= Mississippi Stud =

Casino table game

Mississippi Stud is a casino table game based on poker introduced by Scientific Games.

==Gameplay==
Like other poker-based table games, such as Caribbean stud, Let It Ride, and Three Card Poker, Mississippi stud is a "house-banked" game, meaning the players are playing against a house dealer, not other players at the table as in other poker games. Unlike the other house banked games, Mississippi stud hands are not compared to a dealer's hand, but only against a payout table that pays out on the result of the player's hand. In this regard it is similar to video poker.

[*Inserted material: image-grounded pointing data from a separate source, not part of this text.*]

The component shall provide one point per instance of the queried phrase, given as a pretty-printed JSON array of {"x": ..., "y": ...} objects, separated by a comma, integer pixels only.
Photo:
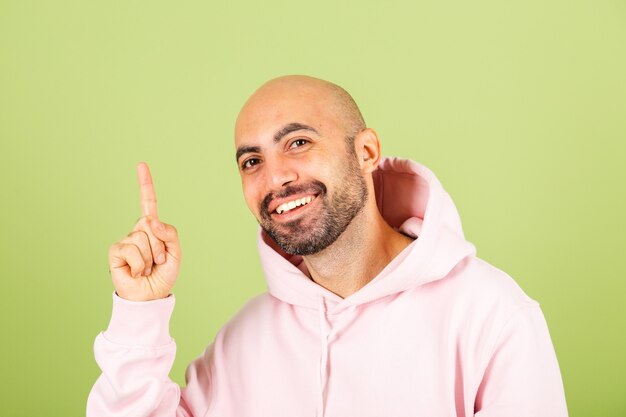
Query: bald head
[{"x": 296, "y": 95}]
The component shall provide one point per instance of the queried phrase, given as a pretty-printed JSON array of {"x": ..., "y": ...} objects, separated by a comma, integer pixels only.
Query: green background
[{"x": 518, "y": 106}]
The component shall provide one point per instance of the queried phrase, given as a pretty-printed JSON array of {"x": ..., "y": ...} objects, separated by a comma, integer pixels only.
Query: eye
[
  {"x": 249, "y": 163},
  {"x": 297, "y": 143}
]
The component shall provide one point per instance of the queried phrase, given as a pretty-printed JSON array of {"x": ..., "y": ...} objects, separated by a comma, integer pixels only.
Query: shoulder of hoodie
[
  {"x": 476, "y": 283},
  {"x": 253, "y": 317}
]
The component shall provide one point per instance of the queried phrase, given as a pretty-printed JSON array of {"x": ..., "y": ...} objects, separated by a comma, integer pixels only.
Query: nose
[{"x": 280, "y": 173}]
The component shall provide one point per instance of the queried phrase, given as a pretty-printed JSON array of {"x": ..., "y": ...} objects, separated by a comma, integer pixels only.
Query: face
[{"x": 300, "y": 177}]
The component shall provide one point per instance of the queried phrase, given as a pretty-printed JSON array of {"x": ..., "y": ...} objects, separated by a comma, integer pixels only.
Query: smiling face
[{"x": 299, "y": 170}]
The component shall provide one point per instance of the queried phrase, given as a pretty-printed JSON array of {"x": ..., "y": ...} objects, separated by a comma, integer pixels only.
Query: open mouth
[{"x": 294, "y": 205}]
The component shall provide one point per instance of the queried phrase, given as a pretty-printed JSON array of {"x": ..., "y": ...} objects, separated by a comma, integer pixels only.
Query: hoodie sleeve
[
  {"x": 135, "y": 355},
  {"x": 522, "y": 378}
]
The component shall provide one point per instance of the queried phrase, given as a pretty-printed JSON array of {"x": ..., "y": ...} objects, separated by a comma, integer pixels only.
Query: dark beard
[{"x": 337, "y": 213}]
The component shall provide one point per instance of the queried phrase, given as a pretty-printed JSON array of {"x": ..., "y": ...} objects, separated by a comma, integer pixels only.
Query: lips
[
  {"x": 290, "y": 205},
  {"x": 291, "y": 198}
]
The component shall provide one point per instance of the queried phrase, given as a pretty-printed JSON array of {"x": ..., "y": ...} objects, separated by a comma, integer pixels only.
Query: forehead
[{"x": 266, "y": 112}]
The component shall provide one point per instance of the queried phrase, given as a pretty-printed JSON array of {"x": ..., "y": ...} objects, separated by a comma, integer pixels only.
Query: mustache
[{"x": 313, "y": 187}]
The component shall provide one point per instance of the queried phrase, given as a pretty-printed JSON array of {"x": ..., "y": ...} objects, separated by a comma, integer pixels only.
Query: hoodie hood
[{"x": 412, "y": 200}]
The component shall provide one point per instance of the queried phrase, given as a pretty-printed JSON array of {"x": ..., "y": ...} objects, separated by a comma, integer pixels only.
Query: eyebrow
[
  {"x": 292, "y": 127},
  {"x": 287, "y": 129}
]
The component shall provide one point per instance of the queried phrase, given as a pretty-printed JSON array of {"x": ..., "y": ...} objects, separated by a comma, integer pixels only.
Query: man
[{"x": 376, "y": 304}]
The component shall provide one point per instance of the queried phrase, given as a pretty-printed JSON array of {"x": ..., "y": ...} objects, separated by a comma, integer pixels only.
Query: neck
[{"x": 358, "y": 255}]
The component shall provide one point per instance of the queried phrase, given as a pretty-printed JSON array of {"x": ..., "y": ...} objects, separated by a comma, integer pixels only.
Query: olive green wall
[{"x": 518, "y": 106}]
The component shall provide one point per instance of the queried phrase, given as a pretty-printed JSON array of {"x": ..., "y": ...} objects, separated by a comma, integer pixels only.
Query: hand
[{"x": 144, "y": 265}]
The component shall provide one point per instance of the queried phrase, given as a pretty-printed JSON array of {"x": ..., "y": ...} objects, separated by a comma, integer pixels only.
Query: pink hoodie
[{"x": 439, "y": 332}]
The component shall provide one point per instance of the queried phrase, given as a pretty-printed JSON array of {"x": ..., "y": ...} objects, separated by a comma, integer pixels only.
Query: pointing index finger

In Mississippi Stud, each player first places an ante bet to buy into the game. The dealer then deals two hole cards face down to each player and three community cards face down at the middle of the table. A player may then fold, forfeiting their ante, or they may continue by raising their bet by an amount of one to three times their ante, known as the "3rd Street" bet. The first community card is then turned over, and the players may fold or make another raise, the "4th Street" bet. The second community card is then turned, and the final "5th Street" round of betting proceeds as before. After that the final community card is revealed, and the players are paid out based in the payouts below:

===Payouts===

Payout schedule
| Hand | Payout |
|---|---|
| Royal flush | 500 to 1 |
| Straight flush | 100 to 1 |
| Four of a kind | 40 to 1 |
| Full house | 10 to 1 |
| Flush | 6 to 1 |
| Straight | 4 to 1 |
| Three of a kind | 3 to 1 |
| Two pair | 2 to 1 |
| Pair of Jacks or better | 1 to 1 |
| Pair of 6s thru 10s | Push |
| All other | Loss |

In this regard, if the player was dealt a pair, 6 or higher in his two hole cards he will at least get a push and if it is a pair, jack or better the player automatically wins.